Abstract

Cerro Overo maar and La Albondiga lava dome are two independent monogenetic volcanoes located in the Central Volcanic Zone of the Andes in northern Chile, close to the active Lascar and Chiliques volcanoes. Cerro Overo maar was formed <77 ka ago by explosive-effusive eruptions, including phreatomagmatic activity, while La Albondiga lava dome (Pleistocene) is the result of magmatic explosive-effusive activity alone. Cerro Overo and La Albondiga are characterized by deposits composed of pyroclastic rocks and dense coherent lava blocks. At Cerro Overo, these deposits are located around the crater rim, while at La Albondiga, they form coherent in situ lava dome features. Cerro Overo also displays thin ash- and lapilli-dominated deposit layers presumed to be pyroclastic surge deposits, which include juvenile pyroclasts exhibiting cauliflower textures, numerous exotic accidental lithics, and ballistically transported lapilli, bombs, blocks, and bomb sags. These fragments include recycled, juvenile pyroclasts, as well as material from older volcanic and intrusive rocks from the stratigraphic units immediately below. These small-volume volcanoes represent two of the less silicic volcanoes (~54 wt.% SiO2) in the northern Chilean Pleistocene to Holocene volcanic provinces. They are characterized by a fine grain size (mainly fine lapilli), olivine phenocrysts with skeletal textures, ignimbritic, dioritic, and granitic xenoliths, and quartz xenocrysts, with high concentrations of incompatible trace elements and light rare earth elements.

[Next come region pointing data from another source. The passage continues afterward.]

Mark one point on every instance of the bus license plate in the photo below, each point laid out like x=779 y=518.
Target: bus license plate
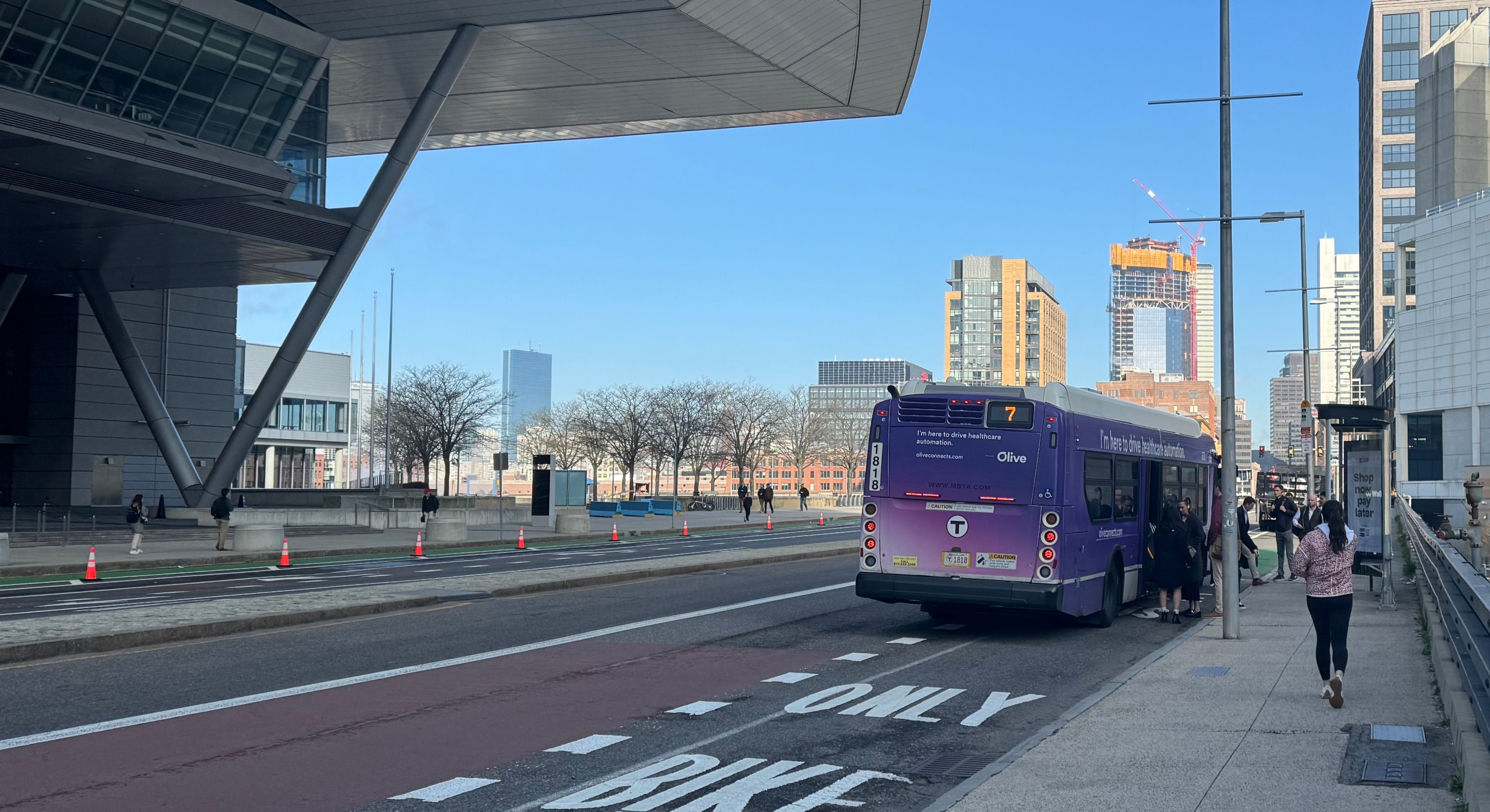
x=957 y=559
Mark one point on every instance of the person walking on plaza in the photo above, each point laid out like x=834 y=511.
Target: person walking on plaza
x=1196 y=547
x=222 y=513
x=1172 y=561
x=136 y=519
x=1325 y=559
x=1246 y=547
x=1284 y=510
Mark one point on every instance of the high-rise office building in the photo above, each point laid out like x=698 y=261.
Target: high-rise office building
x=1003 y=324
x=856 y=386
x=1398 y=32
x=1152 y=283
x=1338 y=325
x=528 y=388
x=1206 y=324
x=1285 y=401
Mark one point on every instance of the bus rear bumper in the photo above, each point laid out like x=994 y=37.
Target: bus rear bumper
x=978 y=592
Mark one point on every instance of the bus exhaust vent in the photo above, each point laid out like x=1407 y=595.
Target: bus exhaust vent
x=918 y=409
x=951 y=765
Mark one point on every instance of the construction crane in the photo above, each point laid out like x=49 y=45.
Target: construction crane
x=1196 y=244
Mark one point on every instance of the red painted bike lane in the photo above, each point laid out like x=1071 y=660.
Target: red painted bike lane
x=348 y=747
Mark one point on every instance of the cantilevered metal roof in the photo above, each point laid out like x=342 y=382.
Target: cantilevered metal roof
x=577 y=69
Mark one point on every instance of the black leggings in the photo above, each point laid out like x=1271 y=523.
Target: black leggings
x=1331 y=623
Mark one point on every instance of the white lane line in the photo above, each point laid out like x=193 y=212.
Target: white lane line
x=698 y=708
x=588 y=744
x=345 y=681
x=437 y=793
x=790 y=677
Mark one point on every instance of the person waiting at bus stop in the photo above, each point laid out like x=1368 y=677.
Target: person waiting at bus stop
x=1172 y=561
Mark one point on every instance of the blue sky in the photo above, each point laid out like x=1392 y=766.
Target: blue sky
x=757 y=252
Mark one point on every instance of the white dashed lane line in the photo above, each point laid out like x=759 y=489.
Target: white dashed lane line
x=437 y=793
x=699 y=708
x=790 y=677
x=588 y=744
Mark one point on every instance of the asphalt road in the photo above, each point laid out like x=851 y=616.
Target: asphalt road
x=158 y=591
x=756 y=689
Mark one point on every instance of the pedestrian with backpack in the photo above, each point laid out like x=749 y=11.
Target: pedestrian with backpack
x=222 y=513
x=136 y=519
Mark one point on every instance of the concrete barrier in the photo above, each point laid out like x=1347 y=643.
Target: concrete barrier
x=258 y=538
x=444 y=530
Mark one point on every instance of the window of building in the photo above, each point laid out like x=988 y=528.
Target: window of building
x=1399 y=206
x=1398 y=179
x=1398 y=100
x=1425 y=447
x=1441 y=23
x=1398 y=154
x=1398 y=126
x=1398 y=66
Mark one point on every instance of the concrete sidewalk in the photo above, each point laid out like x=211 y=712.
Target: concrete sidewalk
x=1255 y=738
x=160 y=552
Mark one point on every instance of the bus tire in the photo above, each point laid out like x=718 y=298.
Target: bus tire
x=1112 y=598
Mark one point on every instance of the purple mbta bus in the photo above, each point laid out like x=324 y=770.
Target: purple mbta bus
x=1035 y=498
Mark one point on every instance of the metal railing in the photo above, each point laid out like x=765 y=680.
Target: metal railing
x=1464 y=603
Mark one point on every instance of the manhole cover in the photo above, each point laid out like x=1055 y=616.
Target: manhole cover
x=1395 y=772
x=1398 y=733
x=951 y=765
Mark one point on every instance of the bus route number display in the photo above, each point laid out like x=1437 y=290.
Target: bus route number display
x=1011 y=415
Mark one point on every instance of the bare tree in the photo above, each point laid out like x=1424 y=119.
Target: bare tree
x=802 y=431
x=453 y=404
x=845 y=442
x=617 y=418
x=681 y=418
x=747 y=420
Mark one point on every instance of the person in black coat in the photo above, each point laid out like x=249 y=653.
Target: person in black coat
x=1172 y=561
x=1196 y=543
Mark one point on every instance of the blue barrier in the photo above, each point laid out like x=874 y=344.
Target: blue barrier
x=641 y=507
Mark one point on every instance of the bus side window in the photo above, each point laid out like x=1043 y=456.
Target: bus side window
x=1125 y=489
x=1099 y=488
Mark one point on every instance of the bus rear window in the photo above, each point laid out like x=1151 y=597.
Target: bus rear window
x=1011 y=415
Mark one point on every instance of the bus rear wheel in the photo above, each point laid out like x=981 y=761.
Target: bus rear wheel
x=1112 y=598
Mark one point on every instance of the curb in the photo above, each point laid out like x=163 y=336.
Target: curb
x=1470 y=751
x=29 y=571
x=151 y=637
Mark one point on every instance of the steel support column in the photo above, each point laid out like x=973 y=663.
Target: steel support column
x=143 y=388
x=375 y=203
x=9 y=290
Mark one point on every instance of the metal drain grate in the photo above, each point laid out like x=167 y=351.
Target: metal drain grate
x=1395 y=772
x=1398 y=733
x=951 y=765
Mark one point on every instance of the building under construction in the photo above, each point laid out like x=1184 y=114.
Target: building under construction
x=1152 y=309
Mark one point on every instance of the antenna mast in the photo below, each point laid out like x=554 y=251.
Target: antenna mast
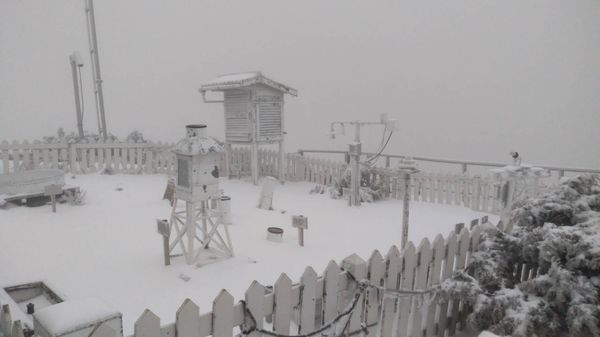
x=91 y=25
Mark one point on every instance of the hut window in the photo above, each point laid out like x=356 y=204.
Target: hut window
x=183 y=172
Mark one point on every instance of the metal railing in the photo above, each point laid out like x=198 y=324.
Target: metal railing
x=463 y=163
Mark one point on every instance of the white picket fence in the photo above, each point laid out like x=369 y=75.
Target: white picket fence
x=461 y=189
x=290 y=308
x=477 y=193
x=87 y=157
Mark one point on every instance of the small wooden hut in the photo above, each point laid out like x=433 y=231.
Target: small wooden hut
x=253 y=113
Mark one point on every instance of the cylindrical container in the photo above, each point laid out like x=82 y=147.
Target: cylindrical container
x=225 y=210
x=275 y=234
x=266 y=193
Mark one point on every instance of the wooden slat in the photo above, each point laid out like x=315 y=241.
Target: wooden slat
x=423 y=261
x=283 y=305
x=308 y=300
x=461 y=257
x=376 y=276
x=148 y=325
x=450 y=248
x=394 y=266
x=255 y=298
x=222 y=318
x=102 y=330
x=438 y=252
x=409 y=258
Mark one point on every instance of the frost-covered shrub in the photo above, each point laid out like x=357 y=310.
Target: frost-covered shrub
x=556 y=235
x=135 y=137
x=369 y=190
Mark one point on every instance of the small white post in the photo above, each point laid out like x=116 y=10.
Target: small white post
x=300 y=222
x=52 y=191
x=266 y=193
x=406 y=167
x=354 y=150
x=405 y=209
x=164 y=230
x=254 y=163
x=281 y=161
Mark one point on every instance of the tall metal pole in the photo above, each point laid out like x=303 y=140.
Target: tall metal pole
x=93 y=41
x=75 y=61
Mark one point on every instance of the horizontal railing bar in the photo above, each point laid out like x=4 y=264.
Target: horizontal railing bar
x=452 y=161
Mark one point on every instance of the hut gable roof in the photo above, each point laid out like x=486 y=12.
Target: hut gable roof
x=240 y=80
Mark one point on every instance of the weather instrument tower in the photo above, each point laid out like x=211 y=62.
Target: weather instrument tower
x=198 y=228
x=76 y=64
x=355 y=150
x=253 y=114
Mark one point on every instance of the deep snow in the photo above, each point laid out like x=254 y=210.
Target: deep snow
x=109 y=247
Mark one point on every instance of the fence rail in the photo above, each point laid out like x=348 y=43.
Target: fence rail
x=475 y=192
x=87 y=157
x=290 y=308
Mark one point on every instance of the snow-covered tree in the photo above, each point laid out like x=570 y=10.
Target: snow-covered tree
x=557 y=235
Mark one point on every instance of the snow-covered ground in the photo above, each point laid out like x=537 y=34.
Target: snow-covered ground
x=109 y=247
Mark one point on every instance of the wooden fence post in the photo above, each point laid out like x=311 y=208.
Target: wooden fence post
x=187 y=321
x=222 y=317
x=356 y=266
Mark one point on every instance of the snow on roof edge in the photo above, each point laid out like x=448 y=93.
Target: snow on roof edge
x=240 y=80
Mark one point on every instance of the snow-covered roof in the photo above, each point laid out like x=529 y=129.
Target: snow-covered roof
x=198 y=145
x=240 y=80
x=72 y=315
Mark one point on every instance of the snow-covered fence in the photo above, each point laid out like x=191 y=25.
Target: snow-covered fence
x=290 y=308
x=119 y=157
x=461 y=189
x=8 y=327
x=312 y=303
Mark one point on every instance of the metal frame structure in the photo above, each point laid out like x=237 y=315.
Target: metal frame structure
x=98 y=93
x=254 y=114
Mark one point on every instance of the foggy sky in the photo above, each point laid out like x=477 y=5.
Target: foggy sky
x=468 y=79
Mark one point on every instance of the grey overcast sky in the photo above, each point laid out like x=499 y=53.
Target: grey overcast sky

The general magmatic evolution of the Cerro Overo and La Albondiga systems has been controlled by fast ascent (e.g., skeletal olivine phenocrysts) of mantle-derived magma associated with mixing, fractional crystallization, and a low degree of crustal assimilation during turbulent ascent processes. Such eruptions provide evidence that various factors play an essential role in the transition from explosive-effusive magmatic (Cerro Overo and La Albondiga) to phreatomagmatic (Cerro Overo) volcanic eruption styles.